Por ser atrelado ao dólar, a cotação do USDT em dólares é sempre próxima de US$ 1,00. Pequenas variações de centavos podem ocorrer em momentos de alta demanda ou stress de mercado, mas a paridade é rapidamente restaurada.
Já a cotação do USDT em Reais acompanha a variação cambial do dólar. Se o dólar sobe frente ao Real, o USDT em Reais também sobe — e vice-versa. Ou seja, comprar USDT é, na prática, comprar dólares digitais.
USDT é seguro?
Nenhum ativo é 100% livre de risco. Mas o USDT é a stablecoin com maior histórico de operação contínua (desde 2014), maior liquidez e maior adoção global. Os principais riscos a considerar são:
- Risco do emissor — dependência da saúde financeira e operacional da Tether Limited
- Risco regulatório — mudanças nas regras podem afetar operações com stablecoins
- Risco de depeg — possibilidade remota de perda da paridade (historicamente restaurada rapidamente)
Para mitigar esses riscos, escolha plataformas reguladas, diversifique entre stablecoins se o valor for relevante, e mantenha-se informado sobre a regulação.
Como comprar USDT no Brasil?
No Brasil, você compra USDT em plataformas de criptoativos como a Bipa. O processo é simples:
- Crie sua conta na Bipa
- Deposite Reais via Pix
- Converta para USDT
Na Bipa, você também pode comprar USDT diretamente no cartão de crédito — o valor entra na sua fatura e o USDT é creditado na hora.
→ Passo a passo completo: Como comprar USDT no Brasil: guia completo → Veja tudo que dá para fazer com USDT na plataforma: USDT na Bipa
FAQ — Perguntas frequentes sobre USDT
USDT e dólar digital são a mesma coisa?
Na prática, muitas pessoas usam "dólar digital" para se referir ao USDT. Tecnicamente, o USDT é uma stablecoin privada atrelada ao dólar. O termo "dólar digital" também pode se referir a CBDCs (moedas digitais de bancos centrais), como o Drex no Brasil — que são projetos governamentais, não privados.
→ Para entender o contexto mais amplo: O que são stablecoins e como funcionam
O USDT pode perder o valor?
É improvável mas não impossível. Se a Tether enfrentasse uma crise severa de reservas ou uma ação regulatória extrema, a paridade poderia ser afetada. Historicamente, desvios pequenos ocorreram mas foram corrigidos rapidamente.
Preciso declarar USDT no Imposto de Renda?

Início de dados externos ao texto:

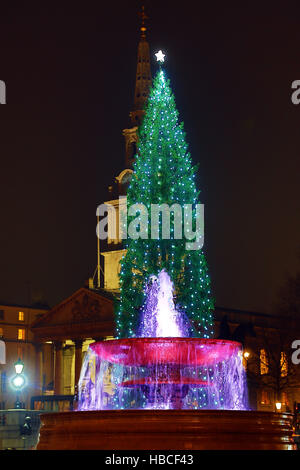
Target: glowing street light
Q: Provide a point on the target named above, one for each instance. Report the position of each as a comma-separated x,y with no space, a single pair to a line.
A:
278,406
19,366
18,381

Sim. Criptoativos devem ser declarados se o saldo for igual ou superior a R$ 5.000. A Bipa fornece o Informe de Rendimentos para facilitar sua declaração.
Qual a diferença entre USDT e Bitcoin?
Bitcoin é um ativo escasso e descentralizado — uma reserva de valor que oscila conforme oferta e demanda. USDT é atrelado ao dólar e busca estabilidade. Na Bipa, você pode ter os dois: Bitcoin para construção de patrimônio a longo prazo e USDT para estabilidade e usos práticos no dia a dia.
USDT paga juros?
O USDT em si não gera rendimento — assim como uma nota de dólar. Porém, na Bipa, seu saldo em USDT pode ser usado como colateral no Cartão Bipa, gerando limite de crédito sem precisar vender seus ativos.
Este artigo tem caráter informativo e educacional. Não constitui consultoria financeira ou de investimentos. Criptoativos são investimentos de risco. Avalie sua situação pessoal antes de investir.